Il existe pourtant des outils pour tenter de limiter la pêche INN qui contribue à vider les océans de leur biodiversité. Ainsi, la Cour pointe "une base de données électronique dans l'UE", Catch, qui vise à faciliter la détection des fraudes et automatiser les contrôles. Un système qui existe depuis 2019, mais qui est encore peu utilisé par les États membres, déplorent les auteurs du rapport qui pointent encore l'utilisation de documents papier propices aux abus. Face à ce constat, la Cour des comptes européenne propose de rendre l'utilisation de cette base de données obligatoire. Une proposition qui date déjà de 2018, soulignent les experts. Ces derniers estiment que les "tous les États membres se regardent un peu les uns, les autres" et appellent la Commission à accélérer le calendrier.

Autre outil : un système de "cartons jaunes" et "cartons rouges". Le premier dispositif permet de donner un avertissement à un pays qui ne coopère pas à la lutte contre la pêche INN, le second permet de refuser toute importation de produits de la pêche débarqués d'un de ces pays. Depuis 2012, 27 procédures ont ainsi été engagées, dont six ont abouti à un carton rouge, notamment envers le Cambodge et les Comores. Un système "utile, mais pas infaillible" pour la Cour des comptes, pointant le fait que les mesures concernent des États avec qui le commerce de poisson est minime. 
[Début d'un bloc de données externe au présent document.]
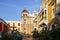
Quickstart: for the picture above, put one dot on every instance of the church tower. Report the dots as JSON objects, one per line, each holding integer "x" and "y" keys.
{"x": 24, "y": 20}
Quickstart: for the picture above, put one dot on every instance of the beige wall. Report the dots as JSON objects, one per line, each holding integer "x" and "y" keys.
{"x": 16, "y": 25}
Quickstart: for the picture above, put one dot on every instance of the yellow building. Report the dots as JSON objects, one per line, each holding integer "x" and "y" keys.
{"x": 27, "y": 24}
{"x": 14, "y": 25}
{"x": 46, "y": 14}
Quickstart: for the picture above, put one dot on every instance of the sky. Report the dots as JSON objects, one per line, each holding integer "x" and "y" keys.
{"x": 12, "y": 9}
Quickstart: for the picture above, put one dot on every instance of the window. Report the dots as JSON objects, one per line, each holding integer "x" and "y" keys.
{"x": 18, "y": 24}
{"x": 45, "y": 14}
{"x": 13, "y": 24}
{"x": 24, "y": 14}
{"x": 8, "y": 23}
{"x": 24, "y": 19}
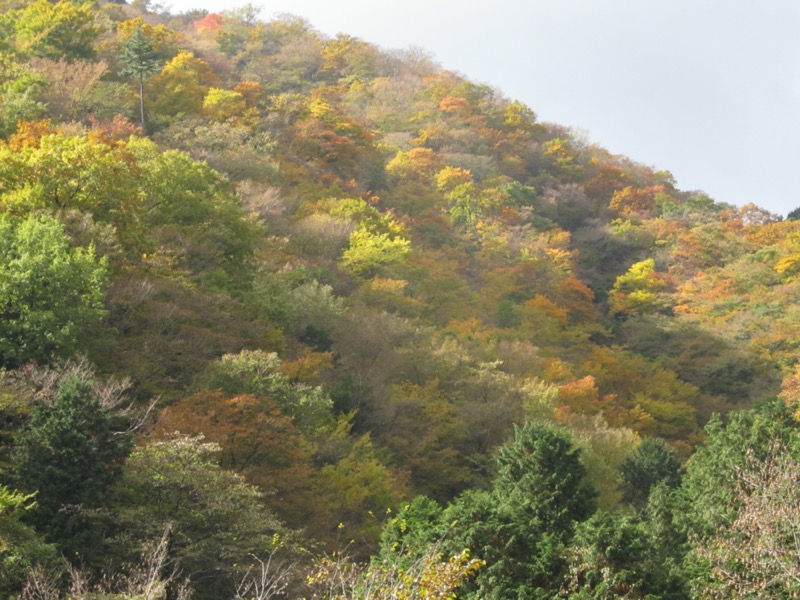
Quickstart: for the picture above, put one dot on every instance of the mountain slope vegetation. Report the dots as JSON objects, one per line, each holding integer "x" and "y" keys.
{"x": 290, "y": 315}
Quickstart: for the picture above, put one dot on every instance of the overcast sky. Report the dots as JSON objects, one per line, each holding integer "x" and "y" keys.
{"x": 707, "y": 89}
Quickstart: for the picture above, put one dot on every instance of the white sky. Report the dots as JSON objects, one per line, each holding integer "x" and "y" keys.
{"x": 707, "y": 89}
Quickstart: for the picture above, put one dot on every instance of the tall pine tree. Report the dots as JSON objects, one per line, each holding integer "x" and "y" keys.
{"x": 139, "y": 59}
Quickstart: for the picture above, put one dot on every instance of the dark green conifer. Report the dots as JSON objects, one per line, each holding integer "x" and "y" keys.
{"x": 139, "y": 60}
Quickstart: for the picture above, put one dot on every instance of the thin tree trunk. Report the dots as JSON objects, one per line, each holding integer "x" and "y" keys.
{"x": 141, "y": 98}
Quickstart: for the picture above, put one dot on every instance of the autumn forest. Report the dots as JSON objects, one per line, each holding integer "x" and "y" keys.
{"x": 285, "y": 315}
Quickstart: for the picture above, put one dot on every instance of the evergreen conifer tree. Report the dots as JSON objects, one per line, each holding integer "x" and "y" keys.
{"x": 139, "y": 60}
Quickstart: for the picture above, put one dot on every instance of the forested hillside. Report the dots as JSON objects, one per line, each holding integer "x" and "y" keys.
{"x": 289, "y": 315}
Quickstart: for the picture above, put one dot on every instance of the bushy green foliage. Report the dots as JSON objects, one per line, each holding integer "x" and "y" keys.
{"x": 51, "y": 295}
{"x": 69, "y": 455}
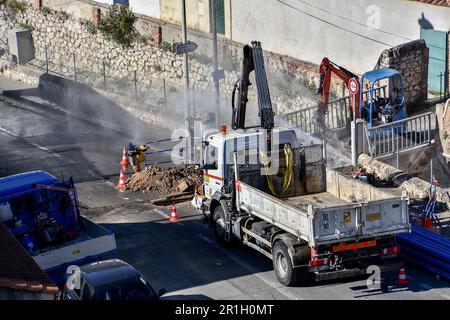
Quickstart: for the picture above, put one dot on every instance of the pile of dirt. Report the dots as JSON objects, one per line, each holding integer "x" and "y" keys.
{"x": 171, "y": 179}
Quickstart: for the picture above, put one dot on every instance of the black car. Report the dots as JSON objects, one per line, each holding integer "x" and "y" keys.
{"x": 111, "y": 280}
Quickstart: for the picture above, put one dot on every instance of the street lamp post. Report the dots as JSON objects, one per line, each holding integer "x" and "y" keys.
{"x": 212, "y": 4}
{"x": 188, "y": 116}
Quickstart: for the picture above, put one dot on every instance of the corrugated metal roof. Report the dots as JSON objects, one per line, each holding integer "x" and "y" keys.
{"x": 18, "y": 270}
{"x": 443, "y": 3}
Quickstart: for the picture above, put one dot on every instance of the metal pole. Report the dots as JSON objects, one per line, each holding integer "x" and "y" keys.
{"x": 353, "y": 133}
{"x": 397, "y": 154}
{"x": 431, "y": 170}
{"x": 165, "y": 93}
{"x": 215, "y": 59}
{"x": 104, "y": 73}
{"x": 188, "y": 126}
{"x": 135, "y": 83}
{"x": 74, "y": 67}
{"x": 46, "y": 59}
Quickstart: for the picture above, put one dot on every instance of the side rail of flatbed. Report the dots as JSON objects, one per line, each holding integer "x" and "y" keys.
{"x": 378, "y": 215}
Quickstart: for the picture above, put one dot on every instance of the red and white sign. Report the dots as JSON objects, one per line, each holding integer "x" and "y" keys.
{"x": 353, "y": 86}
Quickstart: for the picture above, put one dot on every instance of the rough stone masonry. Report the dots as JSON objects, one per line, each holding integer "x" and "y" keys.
{"x": 411, "y": 60}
La lutte contre la pêche INN est d'autant plus importante que ces pratiques illicites sapent les efforts déployés pour gérer les captures de manière durable et "mènent certains stocks au bord de l’effondrement". Selon la FAO, environ 94 % des stocks halieutiques mondiaux sont exploités au maximum de leur capacité ou surexploités. Face à ce constat, la Cour des comptes et Eva Lindström appellent les États membres de l'UE à "frapper plus fort" pour mettre un terme aux pratiques non régulées et éviter que des poissons pêchés illégalement ne se retrouvent dans les assiettes des consommateurs européens.